Arafat's personal envoy met top political leaders and government officials, including Prime Minister Atal Behari Vajpayee and Congress president Sonia Gandhi. They have joined the international criticism against Israel. The Polit Bureau of the Communist Party of India (Marxist) has urged the government to ask the Israeli Ambassador to leave India and recall its Ambassador from Tel Aviv.

Governments around the world have demanded that Israel immediately comply with the latest United Nations Security Council resolution calling for the withdrawal of Israeli forces from Ramallah and other Palestinian cities.

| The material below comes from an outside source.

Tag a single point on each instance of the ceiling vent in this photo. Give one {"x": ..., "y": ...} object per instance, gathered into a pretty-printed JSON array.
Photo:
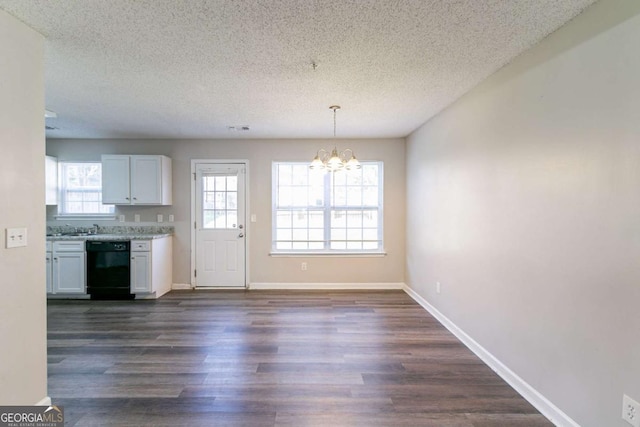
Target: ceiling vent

European governments have told Israel that it would be a grave mistake even to think of eliminating Arafat. Moscow and Beijing have also strongly criticised Israel. Only the U.S. remains steadfast in its refusal to criticise Israel although it voted for the Security Council resolution.

The international community has an obligation to help the Palestinians, especially after the latest Israeli invasion. Before the invasion, the unemployment rate in Palestine was between 35 per cent and 50 per cent. The number of Palestinians living in poverty has increased dramatically in the past two years. About 64 per cent of them lived in poverty when the second Intifada started two years ago.